I'm using/learning Pandas
to load a csv style dataset where I have a time column that can be used as index. The data is sampled roughly at 100Hz. Here is a simplified snippet of the data:
Time (sec) Col_A Col_B Col_C
0.0100 14.175 -29.97 -22.68
0.0200 13.905 -29.835 -22.68
0.0300 12.257 -29.32 -22.67
... ...
1259.98 -0.405 2.205 3.825
1259.99 -0.495 2.115 3.735
There are 20 min of data, resulting in about 120,000 rows at 100 Hz. My goal is to select those rows within a certain time range, say 100-200 sec.
Here is what I've figured out
import panda as pd
df = pd.DataFrame(my_data) # my_data is a numpy array
df.set_index(0, inplace=True)
df.columns = ['Col_A', 'Col_B', 'Col_C']
df.index = pd.to_datetime(df.index, unit='s', origin='1900-1-1') # the date in origin is just a space-holder
My dataset doesn't include the date. How to avoid setting a fake date like I did above? It feels wrong, and also is quite annoying when I plot the data against time.

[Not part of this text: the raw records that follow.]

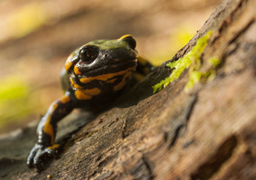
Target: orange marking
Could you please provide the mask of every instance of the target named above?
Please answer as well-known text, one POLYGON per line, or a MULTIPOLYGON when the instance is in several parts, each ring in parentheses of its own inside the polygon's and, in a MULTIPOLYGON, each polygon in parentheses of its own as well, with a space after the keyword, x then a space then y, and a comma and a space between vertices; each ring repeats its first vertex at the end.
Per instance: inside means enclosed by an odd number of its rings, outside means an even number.
POLYGON ((142 65, 145 65, 147 62, 147 61, 146 60, 146 58, 143 58, 141 56, 138 57, 138 62, 140 62, 142 65))
POLYGON ((69 96, 65 95, 61 99, 61 101, 62 101, 62 104, 65 104, 68 102, 70 100, 71 98, 69 98, 69 96))
POLYGON ((80 89, 77 89, 74 92, 74 94, 78 100, 89 100, 89 99, 92 99, 92 96, 83 94, 80 89))
POLYGON ((122 36, 118 40, 120 40, 125 39, 125 38, 129 37, 129 36, 131 36, 131 34, 125 34, 125 35, 122 36))
POLYGON ((71 81, 73 87, 76 88, 83 88, 81 86, 75 84, 72 78, 69 78, 69 80, 71 81))
POLYGON ((116 85, 114 87, 113 87, 113 90, 114 92, 116 92, 118 90, 120 90, 122 89, 126 84, 126 78, 130 76, 131 74, 131 72, 129 71, 129 72, 127 72, 124 76, 122 77, 122 81, 120 82, 120 83, 119 83, 118 85, 116 85))
POLYGON ((74 72, 75 74, 81 74, 81 72, 80 71, 77 66, 75 66, 74 68, 74 72))
POLYGON ((65 70, 68 72, 69 68, 72 66, 73 63, 71 62, 66 62, 66 64, 65 65, 65 70))
POLYGON ((117 78, 114 78, 114 79, 107 81, 107 83, 113 83, 116 80, 117 80, 117 78))
POLYGON ((54 131, 53 131, 53 125, 50 123, 50 118, 52 117, 52 114, 53 112, 53 111, 57 108, 58 104, 54 102, 51 104, 47 114, 46 115, 46 116, 47 117, 46 122, 44 123, 44 126, 43 128, 43 130, 44 133, 49 134, 51 137, 51 143, 54 144, 54 131))
POLYGON ((98 95, 98 94, 101 93, 101 90, 98 88, 90 88, 90 89, 85 89, 85 90, 81 90, 83 93, 89 94, 89 95, 98 95))
POLYGON ((53 144, 52 146, 49 146, 47 148, 51 148, 51 149, 56 149, 56 148, 58 148, 59 147, 59 144, 53 144))
POLYGON ((89 100, 92 96, 98 95, 101 92, 101 90, 98 88, 90 89, 77 89, 74 94, 79 100, 89 100))
POLYGON ((103 80, 103 81, 107 81, 109 79, 111 79, 114 76, 116 76, 118 75, 122 75, 125 74, 127 71, 131 71, 131 70, 135 70, 136 68, 133 67, 131 68, 128 68, 127 70, 124 70, 117 73, 113 73, 113 74, 102 74, 100 76, 92 76, 92 77, 83 77, 80 79, 80 82, 83 83, 88 83, 92 80, 103 80))

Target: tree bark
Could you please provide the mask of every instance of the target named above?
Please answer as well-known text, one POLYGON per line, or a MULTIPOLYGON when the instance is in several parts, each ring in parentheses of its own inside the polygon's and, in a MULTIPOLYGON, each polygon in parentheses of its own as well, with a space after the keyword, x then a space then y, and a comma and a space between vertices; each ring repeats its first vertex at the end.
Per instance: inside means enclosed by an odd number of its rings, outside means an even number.
MULTIPOLYGON (((68 130, 75 134, 71 137, 59 134, 63 143, 60 158, 44 171, 38 173, 17 165, 14 169, 19 170, 14 172, 3 165, 25 164, 33 143, 28 138, 23 148, 28 152, 23 158, 1 160, 0 168, 6 173, 13 172, 13 176, 2 177, 256 179, 255 8, 254 0, 223 1, 170 60, 179 61, 199 38, 212 30, 200 56, 200 70, 208 70, 211 68, 206 61, 218 57, 221 64, 213 80, 198 82, 188 92, 184 87, 189 72, 185 70, 178 80, 153 94, 152 87, 171 73, 164 64, 110 110, 96 116, 82 112, 79 118, 70 116, 62 128, 72 124, 75 128, 68 130), (89 121, 77 130, 82 122, 89 121)), ((13 141, 18 143, 23 136, 31 136, 32 130, 24 130, 13 141)))

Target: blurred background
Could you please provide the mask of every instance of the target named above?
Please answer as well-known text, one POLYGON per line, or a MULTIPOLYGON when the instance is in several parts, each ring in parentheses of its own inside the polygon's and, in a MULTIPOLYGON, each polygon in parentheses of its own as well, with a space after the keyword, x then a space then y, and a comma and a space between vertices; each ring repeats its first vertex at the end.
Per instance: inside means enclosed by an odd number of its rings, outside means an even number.
POLYGON ((0 134, 39 121, 62 96, 68 56, 131 34, 155 65, 197 33, 220 0, 1 0, 0 134))

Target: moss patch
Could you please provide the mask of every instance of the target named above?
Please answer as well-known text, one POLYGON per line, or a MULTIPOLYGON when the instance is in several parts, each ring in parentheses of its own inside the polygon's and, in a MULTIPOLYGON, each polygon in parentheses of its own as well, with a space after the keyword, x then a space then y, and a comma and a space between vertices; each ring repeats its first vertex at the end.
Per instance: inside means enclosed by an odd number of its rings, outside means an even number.
POLYGON ((199 38, 192 50, 182 58, 167 64, 173 71, 170 76, 153 86, 154 93, 161 91, 174 80, 179 78, 184 70, 188 68, 189 80, 185 86, 187 90, 194 87, 194 83, 199 82, 202 76, 208 78, 211 75, 215 75, 215 68, 220 64, 220 60, 218 58, 211 58, 207 61, 212 67, 209 71, 206 73, 198 71, 201 66, 200 56, 206 46, 211 34, 212 32, 209 32, 206 35, 199 38))

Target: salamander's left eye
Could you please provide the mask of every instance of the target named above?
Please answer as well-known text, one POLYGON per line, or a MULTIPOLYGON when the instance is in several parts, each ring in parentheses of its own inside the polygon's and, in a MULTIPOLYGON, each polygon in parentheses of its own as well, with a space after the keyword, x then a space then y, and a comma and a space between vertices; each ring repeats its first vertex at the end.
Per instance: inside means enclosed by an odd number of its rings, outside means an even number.
POLYGON ((98 47, 94 45, 84 45, 79 52, 80 60, 84 62, 92 62, 98 55, 98 47))
POLYGON ((122 40, 125 40, 131 49, 135 50, 136 40, 131 35, 124 35, 121 38, 122 38, 122 40))

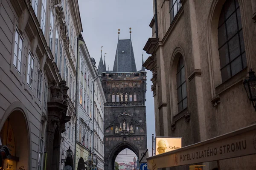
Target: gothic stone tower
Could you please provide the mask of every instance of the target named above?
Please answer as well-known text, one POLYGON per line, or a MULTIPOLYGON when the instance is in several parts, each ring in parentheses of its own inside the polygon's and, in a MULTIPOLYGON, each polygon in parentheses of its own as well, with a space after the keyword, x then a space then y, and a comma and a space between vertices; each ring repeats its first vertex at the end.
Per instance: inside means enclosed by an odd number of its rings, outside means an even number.
POLYGON ((102 68, 99 71, 107 99, 104 169, 113 170, 116 158, 123 149, 130 149, 138 157, 139 150, 147 148, 146 73, 143 66, 137 71, 131 39, 118 40, 113 71, 106 71, 105 65, 101 58, 98 68, 102 68))

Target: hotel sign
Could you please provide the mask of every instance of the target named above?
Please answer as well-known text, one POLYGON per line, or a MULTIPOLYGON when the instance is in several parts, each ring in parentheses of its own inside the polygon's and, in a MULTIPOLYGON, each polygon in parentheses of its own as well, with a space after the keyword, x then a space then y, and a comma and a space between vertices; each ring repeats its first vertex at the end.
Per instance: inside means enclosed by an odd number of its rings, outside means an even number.
POLYGON ((181 137, 156 137, 156 155, 181 147, 181 137))
POLYGON ((256 154, 256 125, 148 158, 148 169, 175 167, 256 154))

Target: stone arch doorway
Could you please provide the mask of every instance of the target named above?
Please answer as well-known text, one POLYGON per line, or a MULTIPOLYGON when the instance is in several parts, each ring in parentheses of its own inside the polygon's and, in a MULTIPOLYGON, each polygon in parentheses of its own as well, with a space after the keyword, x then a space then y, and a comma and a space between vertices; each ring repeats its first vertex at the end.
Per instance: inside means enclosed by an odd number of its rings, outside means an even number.
POLYGON ((127 142, 122 142, 114 147, 110 152, 108 159, 108 162, 105 162, 104 169, 113 170, 115 167, 115 160, 118 154, 125 149, 129 149, 139 157, 139 149, 132 143, 127 142))
POLYGON ((81 157, 79 159, 78 161, 78 165, 77 165, 78 170, 84 170, 85 169, 85 166, 84 165, 84 159, 81 157))
POLYGON ((0 121, 1 145, 6 145, 11 153, 4 161, 4 169, 30 169, 31 144, 28 119, 26 108, 17 102, 7 108, 0 121))

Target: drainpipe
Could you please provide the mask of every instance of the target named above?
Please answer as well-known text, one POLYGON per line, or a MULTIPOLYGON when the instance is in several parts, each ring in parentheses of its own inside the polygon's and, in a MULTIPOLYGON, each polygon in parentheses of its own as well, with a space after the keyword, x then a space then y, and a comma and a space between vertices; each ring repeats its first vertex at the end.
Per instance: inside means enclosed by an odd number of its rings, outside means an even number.
POLYGON ((155 5, 155 22, 156 26, 156 38, 158 38, 158 24, 157 24, 157 0, 154 0, 155 5))
POLYGON ((76 47, 76 125, 75 125, 75 153, 74 155, 74 160, 75 160, 75 167, 73 168, 74 169, 76 169, 76 131, 77 130, 77 112, 78 112, 78 96, 79 95, 79 81, 78 81, 78 78, 79 77, 79 75, 78 75, 79 72, 78 71, 78 62, 79 62, 79 59, 80 59, 79 57, 79 35, 77 37, 77 47, 76 47))

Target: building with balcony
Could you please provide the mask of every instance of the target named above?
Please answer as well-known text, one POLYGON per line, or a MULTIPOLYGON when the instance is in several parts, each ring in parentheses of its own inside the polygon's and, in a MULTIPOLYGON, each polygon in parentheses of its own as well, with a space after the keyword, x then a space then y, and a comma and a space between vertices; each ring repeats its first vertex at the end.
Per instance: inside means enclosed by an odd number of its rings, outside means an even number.
POLYGON ((74 164, 79 15, 77 0, 0 1, 0 136, 11 152, 4 169, 74 164))
MULTIPOLYGON (((242 82, 250 69, 256 69, 255 1, 153 4, 152 36, 144 48, 151 56, 143 65, 153 72, 156 135, 182 137, 183 147, 255 124, 242 82)), ((205 164, 209 170, 253 170, 253 157, 205 164)))
POLYGON ((103 170, 103 108, 106 99, 97 69, 81 34, 79 39, 79 48, 76 167, 84 169, 84 162, 85 166, 89 165, 90 152, 92 157, 93 154, 93 158, 97 158, 98 161, 97 169, 103 170))

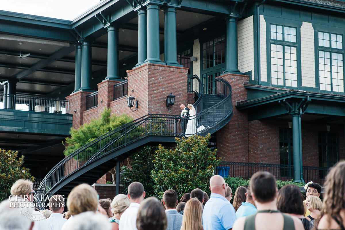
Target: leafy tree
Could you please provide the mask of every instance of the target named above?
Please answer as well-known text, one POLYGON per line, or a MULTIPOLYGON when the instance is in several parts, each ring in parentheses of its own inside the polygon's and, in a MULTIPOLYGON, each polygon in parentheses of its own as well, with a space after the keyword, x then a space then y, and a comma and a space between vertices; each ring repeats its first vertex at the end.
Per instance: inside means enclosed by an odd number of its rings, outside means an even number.
POLYGON ((122 193, 127 194, 128 186, 134 181, 140 182, 144 186, 146 197, 155 195, 154 190, 154 182, 150 176, 153 168, 152 162, 157 146, 147 146, 143 147, 131 156, 127 162, 127 167, 125 169, 121 183, 123 186, 122 193))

I know there are ways to remove date from the datatime object like here.
But my goal is to select some rows that are in a certain time range, which means I need to use pd.date_range()
. This function does not seem to work without date.
It's not the end of the world if I just use a fake date throughout my project. But I'd like to know if there are more elegant ways around it.